The barbaric attack on Israel and the hostage-taking of innocent people by the terrorists of Hamas was a shock for all of us and the stories we hear from the liberated hostages fuel our horror even more. These terrorists must be brought down for the sake of all peace-loving people in the region.
In Canada, we experienced the fiercest wildfire season ever and its effects were felt all over the country and beyond, even in areas where there were no burning forests. Our thoughts are with all the people who lost loved ones or whose material existence was destroyed by the flames. No one knows what will happen next year during the fire season but one thing is clear: we all have to work together to combat climate change and to cope with its effects.
For Germany, it was a difficult year as well. The economic turmoil continues and the recent verdict of the Federal Constitutional Court declaring the budget unconstitutional has not made things easier.
2023 was also a year when we commemorated some historic events in Germany. 105 years ago on the 9th of November 1918, the last German Emperor abdicated and the first German Republic was proclaimed. 100 years ago, also on November 9th, Hitler tried to topple the Weimar Republic by means of the Beer Hall Putsch. Fortunately, the Republic survived this difficult year, which brought the occupation of the Rhineland by French and Belgian forces, a hyperinflation and finally Hitler’s failed coup. In this year, the Weimar Republic showed a remarkable strength to defend democracy. Unfortunately, it only lasted for ten more years until, in 1933, 90 years ago, Hitler took power and brought the first German democracy to an end. Five years later, again on the 9th of November, the Nazi hordes reached the nadir of abomination when they burned synagogues, Jewish shops and houses and killed hundreds of innocent Jews in the so-called “Reichspogromnacht”. We all know where it ended: in the bloodiest and most cruel war humankind has ever seen, the murder of more than six million Jews and a Germany which left the circle of civilized nations.
Much has changed since then, fortunately for the better. Next year we will celebrate the 75th anniversary of the Basic Constitutional Law. It was designed to be a constitution for all Germans but our brethren in Eastern Germany had to wait another 40 years until they also could enjoy freedom, democracy and the rule of law.

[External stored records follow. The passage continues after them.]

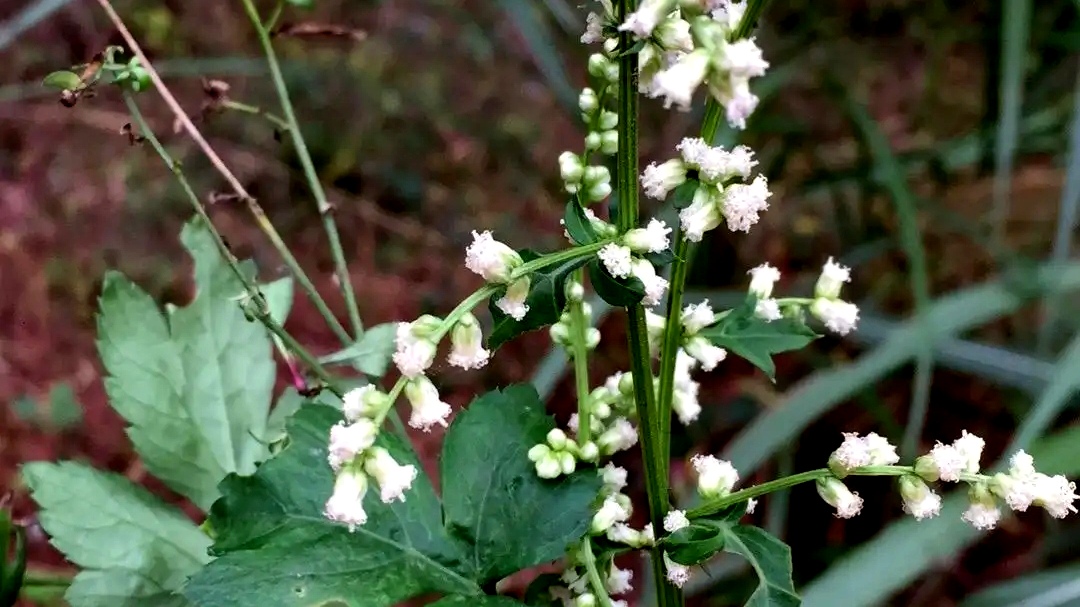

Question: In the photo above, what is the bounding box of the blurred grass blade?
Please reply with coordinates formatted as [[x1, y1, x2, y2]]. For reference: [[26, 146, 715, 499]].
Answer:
[[832, 85, 934, 458], [1037, 64, 1080, 354], [990, 0, 1033, 248], [0, 0, 75, 51], [496, 0, 578, 116], [724, 261, 1080, 476], [801, 413, 1080, 607], [1007, 331, 1080, 453], [539, 0, 581, 35], [961, 563, 1080, 607]]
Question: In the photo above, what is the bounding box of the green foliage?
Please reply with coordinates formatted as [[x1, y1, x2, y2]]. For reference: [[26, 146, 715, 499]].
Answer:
[[95, 219, 276, 510], [429, 597, 529, 607], [488, 251, 590, 349], [23, 462, 211, 607], [587, 260, 645, 307], [0, 507, 26, 607], [670, 179, 699, 210], [564, 201, 599, 245], [701, 297, 818, 380], [318, 323, 398, 377], [185, 385, 601, 607], [41, 70, 81, 90]]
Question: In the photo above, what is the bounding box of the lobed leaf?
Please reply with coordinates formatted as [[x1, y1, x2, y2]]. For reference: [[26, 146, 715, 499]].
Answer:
[[701, 297, 818, 380], [23, 462, 211, 607]]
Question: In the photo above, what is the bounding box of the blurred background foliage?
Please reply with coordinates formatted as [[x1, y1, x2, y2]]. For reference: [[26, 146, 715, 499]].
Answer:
[[3, 0, 1080, 605]]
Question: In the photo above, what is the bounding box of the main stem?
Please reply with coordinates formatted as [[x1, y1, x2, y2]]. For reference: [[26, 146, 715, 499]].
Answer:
[[613, 2, 682, 605], [239, 0, 365, 341]]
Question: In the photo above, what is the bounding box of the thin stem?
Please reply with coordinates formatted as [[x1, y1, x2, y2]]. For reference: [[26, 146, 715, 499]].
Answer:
[[582, 538, 614, 607], [655, 236, 691, 468], [239, 0, 365, 341], [221, 99, 290, 132], [124, 93, 345, 398], [569, 270, 593, 445], [95, 0, 353, 345], [263, 0, 285, 31]]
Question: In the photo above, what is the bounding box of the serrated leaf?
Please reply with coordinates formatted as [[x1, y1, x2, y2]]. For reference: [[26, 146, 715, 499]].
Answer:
[[185, 405, 477, 607], [441, 385, 603, 583], [587, 259, 645, 307], [721, 525, 799, 607], [42, 70, 82, 91], [96, 218, 275, 510], [701, 298, 818, 380], [487, 251, 590, 349], [318, 323, 398, 377], [564, 201, 598, 245], [670, 179, 700, 210], [23, 462, 211, 607]]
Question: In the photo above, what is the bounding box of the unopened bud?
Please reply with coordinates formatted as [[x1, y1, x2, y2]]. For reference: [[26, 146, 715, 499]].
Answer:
[[528, 443, 551, 462], [566, 280, 585, 302], [588, 53, 609, 78], [585, 131, 603, 151], [579, 441, 599, 462], [579, 87, 599, 114], [559, 451, 577, 475], [585, 328, 602, 349], [549, 322, 572, 346], [547, 428, 570, 450], [559, 151, 585, 184], [600, 130, 618, 154], [598, 111, 618, 131]]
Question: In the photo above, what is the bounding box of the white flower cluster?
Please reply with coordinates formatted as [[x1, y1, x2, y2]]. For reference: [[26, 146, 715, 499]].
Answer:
[[324, 386, 419, 531], [594, 0, 768, 127], [597, 218, 673, 307], [641, 137, 770, 241], [818, 430, 1078, 529]]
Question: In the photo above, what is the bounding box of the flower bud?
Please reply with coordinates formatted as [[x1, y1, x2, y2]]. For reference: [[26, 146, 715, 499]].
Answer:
[[598, 111, 618, 131], [584, 131, 603, 152], [655, 16, 693, 52], [598, 418, 638, 455], [600, 130, 618, 155], [342, 385, 389, 422], [814, 257, 851, 300], [591, 496, 630, 533], [535, 452, 562, 479], [448, 313, 490, 370], [547, 428, 570, 450], [559, 451, 577, 475], [559, 151, 585, 184], [692, 454, 738, 499], [584, 165, 611, 187], [579, 441, 599, 462], [585, 180, 612, 202], [592, 400, 612, 419], [585, 328, 602, 349], [603, 61, 619, 83], [575, 593, 596, 607], [579, 87, 599, 114], [565, 279, 585, 303], [816, 477, 863, 519], [528, 443, 551, 462], [549, 321, 572, 346], [588, 53, 610, 78]]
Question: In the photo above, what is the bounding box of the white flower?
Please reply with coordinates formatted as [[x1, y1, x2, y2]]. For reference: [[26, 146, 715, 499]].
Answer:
[[607, 564, 634, 595], [642, 523, 656, 544], [611, 600, 628, 607], [810, 298, 860, 336], [722, 81, 759, 129], [324, 468, 369, 531], [724, 145, 757, 179], [393, 321, 438, 378], [815, 256, 851, 300], [755, 298, 781, 321], [598, 418, 639, 454], [341, 385, 387, 422], [464, 230, 520, 284], [672, 380, 702, 425], [674, 349, 697, 386], [650, 49, 712, 111], [664, 509, 690, 532], [363, 446, 418, 503], [681, 300, 715, 335], [598, 243, 634, 279], [327, 419, 378, 471], [747, 263, 780, 299], [496, 276, 531, 321], [864, 432, 900, 465], [448, 313, 490, 370], [582, 12, 605, 44], [654, 16, 694, 51], [618, 0, 675, 38], [720, 174, 770, 232], [1010, 450, 1037, 477], [631, 259, 670, 307], [746, 498, 758, 514], [830, 432, 873, 472], [692, 454, 739, 498], [1033, 474, 1079, 519], [601, 463, 628, 492], [592, 495, 631, 533], [646, 309, 667, 353], [899, 476, 942, 521], [817, 477, 863, 518], [560, 151, 585, 186], [676, 137, 712, 168], [953, 430, 985, 474], [679, 187, 722, 242], [684, 336, 726, 371], [711, 0, 746, 32], [663, 553, 691, 588], [606, 523, 642, 546], [625, 218, 673, 253], [962, 502, 1001, 530], [403, 376, 452, 431], [641, 159, 689, 200], [928, 443, 966, 482], [717, 38, 769, 79]]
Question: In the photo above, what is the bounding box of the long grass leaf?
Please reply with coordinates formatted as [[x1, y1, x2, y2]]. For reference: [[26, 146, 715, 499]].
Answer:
[[991, 0, 1033, 247], [723, 261, 1080, 476], [800, 331, 1080, 607], [831, 86, 935, 457], [0, 0, 74, 51], [961, 563, 1080, 607], [495, 0, 579, 116]]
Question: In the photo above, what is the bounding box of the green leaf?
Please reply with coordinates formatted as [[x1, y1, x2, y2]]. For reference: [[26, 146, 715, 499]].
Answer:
[[441, 385, 603, 583], [96, 218, 275, 510], [47, 382, 83, 430], [670, 179, 699, 210], [42, 70, 82, 90], [587, 259, 645, 307], [666, 523, 727, 566], [318, 323, 398, 377], [563, 201, 598, 245], [721, 525, 799, 607], [185, 405, 477, 607], [960, 563, 1080, 607], [260, 277, 294, 325], [487, 251, 590, 350], [429, 597, 529, 607], [23, 462, 211, 607], [701, 298, 817, 380], [0, 522, 25, 607]]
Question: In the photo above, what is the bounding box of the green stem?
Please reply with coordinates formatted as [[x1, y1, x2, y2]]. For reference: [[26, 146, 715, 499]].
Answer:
[[221, 99, 290, 132], [654, 236, 690, 469], [240, 0, 365, 341], [569, 270, 593, 446], [582, 538, 614, 607], [519, 240, 610, 275], [263, 0, 285, 31], [124, 93, 345, 398]]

This constitution is something Germans can be proud of and we will certainly celebrate this important anniversary together with our Canadian friends.
This weekend marks the beginning of Advent, the lighting of candles to symbolically illuminate the darkest time of the year until Christmas signifies the beginning of a new era of light and hope. My colleagues at the Consulate General and I wish you a quiet and peaceful Holiday Season and a healthy and happy New Year.